7. The Association of GRP78 with COVID-19 Risks

SARS-CoV-2 infection does not cause severe and serious symptoms in all patients, but patients with older age, obesity, diabetes, lung cancer, and some other metabolic abnormalities are more vulnerable [5,6,7,8,9]. Recently, we showed that the expression of GRP78 is abundant in adipose tissues, especially in the visceral regions, and augmented by the conditions of older age, obesity, and diabetes; the overexpression of GRP78 in adipocytes was attributed to hyperinsulinemia, which is usually found in older age and obese and diabetic conditions, and is significantly associated with the stress-responsive transcription factor XBP-1s; glucose levels had little impact on the regulation of GRP78 in adipocytes, suggesting that insulin resistance is a major cause of GRP78 overexpression in adipose tissue [12]. ATF6 activation is also associated with the elevated expression of Grp78 [89,90]. The circulating level of GRP78 is also significantly correlated with obesity, diabetes, and other metabolic syndromes [22,61]. GRP78 is also well known for its high expression in many types of cancers, especially in lung cancers; the circulating levels markedly increase in association with the progression and severity [21,23]. These pathophysiological human health and disease conditions—older age, obesity, diabetes, some types of cancer—likely create environments for the induction and activation of GRP78 in intracellular, extracellular, and circulation areas, which potentially makes patients more vulnerable to COVID-19 (Figure 4).

8. Metabolic Implications of GRP78 in COVID-19

In recent years, it has become apparent that SARS-CoV-2 infection can have harmful effects far beyond the lungs; COVID-19 is well known for causing respiratory disease but can also trigger metabolic abnormalities [63,70]. However, the molecular mechanisms remain largely elusive.

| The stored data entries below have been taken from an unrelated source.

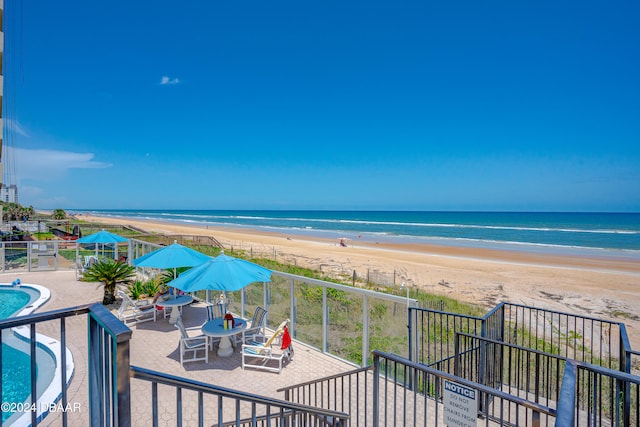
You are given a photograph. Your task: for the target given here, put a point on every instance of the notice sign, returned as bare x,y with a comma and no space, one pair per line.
460,405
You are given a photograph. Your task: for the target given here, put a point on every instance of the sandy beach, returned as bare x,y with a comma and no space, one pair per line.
597,287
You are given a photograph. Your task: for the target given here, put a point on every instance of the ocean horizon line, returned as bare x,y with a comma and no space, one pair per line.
603,235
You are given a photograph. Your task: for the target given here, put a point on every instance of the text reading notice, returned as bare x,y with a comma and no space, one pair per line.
460,405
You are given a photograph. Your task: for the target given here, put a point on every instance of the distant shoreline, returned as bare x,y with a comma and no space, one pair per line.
588,261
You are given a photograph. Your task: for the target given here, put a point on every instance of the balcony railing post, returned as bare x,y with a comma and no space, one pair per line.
365,330
109,395
376,390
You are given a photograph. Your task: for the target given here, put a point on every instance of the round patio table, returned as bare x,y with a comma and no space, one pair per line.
175,303
215,328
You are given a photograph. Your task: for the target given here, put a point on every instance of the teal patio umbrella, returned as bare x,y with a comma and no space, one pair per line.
222,273
172,256
101,237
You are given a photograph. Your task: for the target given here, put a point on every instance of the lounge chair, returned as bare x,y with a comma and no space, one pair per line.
192,345
80,269
214,311
255,327
271,354
132,312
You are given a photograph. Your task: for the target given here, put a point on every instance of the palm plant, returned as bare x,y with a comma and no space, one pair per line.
59,214
110,273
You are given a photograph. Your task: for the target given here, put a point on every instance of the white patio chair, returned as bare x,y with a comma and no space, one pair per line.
269,355
80,269
132,312
255,327
192,345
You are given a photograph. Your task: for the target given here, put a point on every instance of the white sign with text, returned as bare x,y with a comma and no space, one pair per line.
460,405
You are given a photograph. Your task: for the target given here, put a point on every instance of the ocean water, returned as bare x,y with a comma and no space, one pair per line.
601,234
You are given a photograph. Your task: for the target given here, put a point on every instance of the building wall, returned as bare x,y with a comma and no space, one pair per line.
1,84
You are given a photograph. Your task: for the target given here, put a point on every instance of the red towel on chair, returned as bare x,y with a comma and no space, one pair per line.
286,339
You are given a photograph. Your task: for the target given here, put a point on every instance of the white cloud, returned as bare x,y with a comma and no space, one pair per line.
166,80
14,126
42,164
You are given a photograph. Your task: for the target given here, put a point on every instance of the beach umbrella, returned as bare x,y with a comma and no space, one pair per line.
172,256
101,237
222,273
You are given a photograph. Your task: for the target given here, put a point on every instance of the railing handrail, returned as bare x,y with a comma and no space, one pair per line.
172,380
480,387
325,379
348,288
580,316
46,316
515,346
448,313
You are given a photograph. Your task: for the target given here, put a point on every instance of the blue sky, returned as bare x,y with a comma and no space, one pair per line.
457,105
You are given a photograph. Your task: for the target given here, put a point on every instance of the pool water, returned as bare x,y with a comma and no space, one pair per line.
16,376
16,363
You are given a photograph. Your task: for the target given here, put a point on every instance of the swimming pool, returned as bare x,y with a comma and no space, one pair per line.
16,365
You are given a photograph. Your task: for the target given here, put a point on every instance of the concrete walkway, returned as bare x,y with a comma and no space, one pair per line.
154,345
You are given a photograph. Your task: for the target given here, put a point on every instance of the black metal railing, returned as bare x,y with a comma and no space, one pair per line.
348,392
406,393
521,371
107,367
577,337
432,333
219,406
595,396
107,397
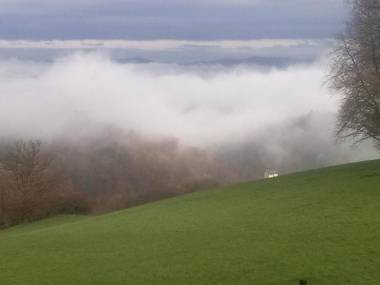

SARS-CoV-2 infection is associated with the elevated expression of GRP78 in the lung and circulation [62,74], and presumably other infected organs and cells such as liver, adipose tissue and immune cells might exhibit similar overexpression of GRP78 through the virus-induced ER stress and unfolded protein response. The pathological implication of GRP78 overexpression in metabolic diseases has been well established in many previous studies; the expression of GRP78 is significantly increased in the adipose tissue of patients with obesity and diabetes [12]; the circulating level of GRP78 is a molecular marker of several metabolic diseases, including obesity, diabetes, and atherosclerosis [22,61]; the heterozygosity of the Grp78 gene increases energy expenditure and is protective against high-fat diet (HFD)-induced hyperinsulinemia, hyperglycemia, liver steatosis, and adipose inflammation with adaptive UPR [89]. Macrophage-selective ablation of the Grp78 gene improves insulin sensitivity and glucose metabolism in muscle and reduces inflammation in adipose tissue [91]; covalent inhibition of GRP78 by celastrol inhibits lipid accumulation in liver and adipose tissue with reduced ER stress and inflammation [92]. Overexpression of Vaspin, an endogenous antagonist of cell surface GRP78/MTJ-1 complex, ameliorates diet-induced obesity, glucose intolerance, and/or hepatic steatosis with improved ER stress [93]. These research findings have suggested that infection- and stress-induced GRP78 expression might contribute to the metabolic abnormalities of COVID-19 (Figure 4); thus, the detailed relationships should be investigated in future studies.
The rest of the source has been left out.